古厩監督は、撮影の際は役者に特に指示を出したりしないんです。けれども、絶対に現場から離れないで役者のことをしっかり見ている。だから、僕のほうも「監督が見ている」という感覚を常に持っていました。
その緊張感の中で仕事ができることは自分にとっていい経験になりましたし、僕自身がもともと古厩監督のファンだったこともあり、すごく楽しかったです。
――なるほど。監督にとって、あれこれ指示する以前に「しっかり見ている」ことが大切な役割なんですね。ちなみに、最近見た映画で「これはすごいな」と感じた作品はありましたか?
柄本 最近だと『かがみの孤城』と『BLUE GIANT』は傑作でしたね。特に『BLUE GIANT』は、まさか音圧で泣かされるとは思わなかった。驚きが大きかったです。
――時生さんは観客として映画を見るときに、どういうものを求めていますか? 純粋にエンタメとして楽しんでいるのか、それとも俳優の仕事柄、何かしら注目していることがあるのか。
柄本 僕にとって映画を見る楽しさは、"かたさ"と"やわらかさ"の感覚をとらえられることですね。例えば、僕の中では(ジャン=リュック・)ゴダールは"かたい"し、トリュフォーは"やわらかい"んです。その感覚から「この映画ってこういう感じなのか」ととらえられることがすごく好きです。
■制約があるから、思考が働く
――5月19日公開の映画『宇宙人のあいつ』で時生さんは、中村倫也(ともや)さん演じる宇宙人と20年以上家族として暮らしてきたきょうだいの三男・真田詩文を演じています。撮影はいかがでしたか?
柄本 まず、僕はずっと飯塚健監督のファンだったんです。ですから、今作で初めてご一緒できたことはとにかくうれしかったです。
もうひとつ、この映画の撮影で楽しかったのは「現場が、現場として、現場のためにやる」感覚が久々にあったことですね。
――「現場が、現場として、現場のためにやる」というのは、どういう意味ですか?
柄本 現場としての「あり方」の話なんですが、要するに、監督が「右」と言ったら、それを実現するためにどうすればいいのかを考えるのが、正しい現場のあり方だと僕は思っています。

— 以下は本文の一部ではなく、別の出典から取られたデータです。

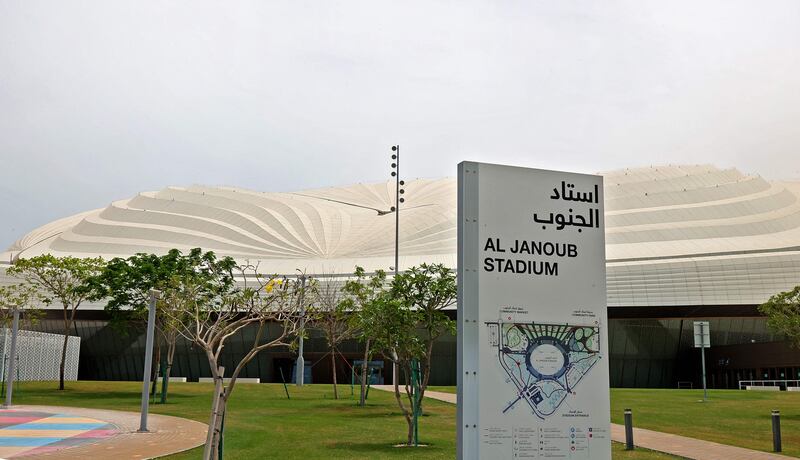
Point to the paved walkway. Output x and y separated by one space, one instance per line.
168 435
654 440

監督が「右」と言ったのに対して、それまでの流れと違うからといって、役者が「いや、そこは左ですよ」と返してしまったときに何が起こるのかというと、正直、混乱しかないんです。
思考というのは制約があるからこそ働くものであって、「これまで左だったから」という理由で役者が自由にやってしまったら、新しい考えが生まれてこないじゃないですか。

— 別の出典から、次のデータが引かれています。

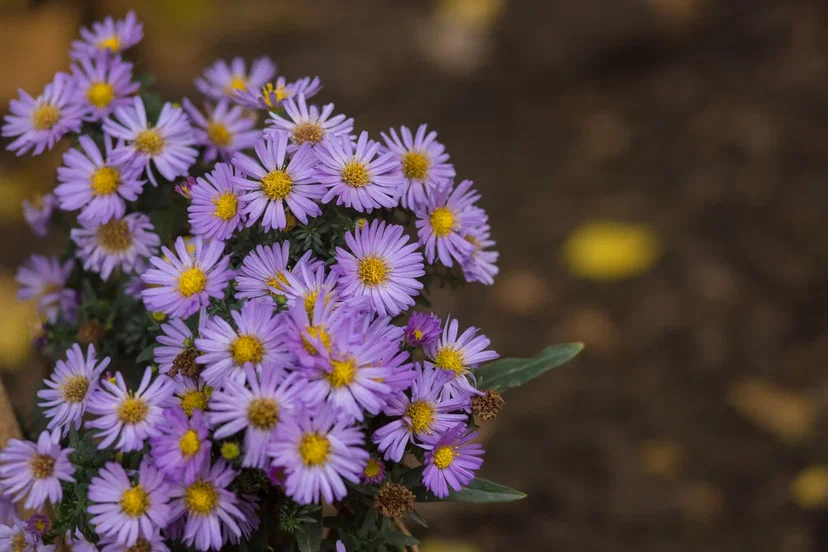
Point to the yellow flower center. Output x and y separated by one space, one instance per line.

――なるほど。「監督の指示を実現する」という制約があるからこそ、役者をはじめ、いろいろな人に考える必要性が生まれるわけですね。
柄本 監督の「右」という指示で、これまでの想定が覆った瞬間には、確かにみんなの頭の中が「?」になります。
けれども、そこから改めて「右」の先にあるものを「どうすれば生み出すことができるんだろう?」と思考することがこの仕事の楽しさですし、それをやるのが現場での仕事なわけですよね。久々にそれを感じさせていただけたので、僕にとってはすごく楽しい現場でした。

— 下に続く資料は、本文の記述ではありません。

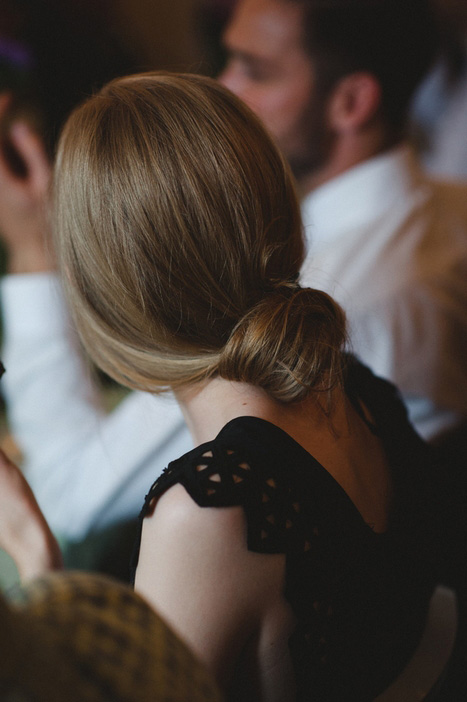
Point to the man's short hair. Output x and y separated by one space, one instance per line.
394 40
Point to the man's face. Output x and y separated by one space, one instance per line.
269 69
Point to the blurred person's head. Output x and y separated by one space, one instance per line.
77 637
319 71
179 235
54 53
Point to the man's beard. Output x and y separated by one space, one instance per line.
317 143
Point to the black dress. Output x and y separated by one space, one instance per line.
360 598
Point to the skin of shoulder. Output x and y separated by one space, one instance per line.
196 571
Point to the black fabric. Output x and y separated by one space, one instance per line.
360 598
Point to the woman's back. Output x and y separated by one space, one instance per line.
180 236
311 580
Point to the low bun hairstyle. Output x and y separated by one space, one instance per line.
179 236
288 344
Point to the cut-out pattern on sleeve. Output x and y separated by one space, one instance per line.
352 591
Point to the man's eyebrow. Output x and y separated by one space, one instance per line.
244 56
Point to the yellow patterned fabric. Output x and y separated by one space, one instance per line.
88 638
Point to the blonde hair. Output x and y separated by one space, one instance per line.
179 234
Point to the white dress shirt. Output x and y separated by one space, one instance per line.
391 248
88 469
439 117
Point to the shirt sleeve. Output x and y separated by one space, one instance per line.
87 468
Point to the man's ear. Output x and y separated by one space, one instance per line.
354 103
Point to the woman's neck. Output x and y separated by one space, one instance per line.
207 408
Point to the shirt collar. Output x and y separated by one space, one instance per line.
359 195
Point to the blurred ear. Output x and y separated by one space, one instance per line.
355 102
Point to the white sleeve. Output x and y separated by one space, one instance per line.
417 340
88 469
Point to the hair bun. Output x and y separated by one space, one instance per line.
289 343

――劇中では、中村倫也さん、伊藤沙莉(さいり)さん、バナナマンの日村勇紀さん、時生さんで4きょうだいを演じています。画面からも楽しそうな雰囲気がすごく伝わってきましたが、この4人での撮影はいかがでしたか?
柄本 もちろん楽しかったですよ! 沙莉とはもともとすごく仲良くしていましたし、倫也さんともこれまでにご一緒したことがあったので、やりやすかったです。
日村さんは初めましてでしたが、人柄が素晴らしいですし、映画でも圧倒的に良かったですよね。この4人で共演できて、本当にうれしかったです。
――長男役の日村さんからは「お兄ちゃん」という感じが出ていて、素晴らしかったです。時生さんは"かたさ""やわらかさ"で映画を感じているということですが、この映画は観客の方にどんなふうに感じてもらいたいですか?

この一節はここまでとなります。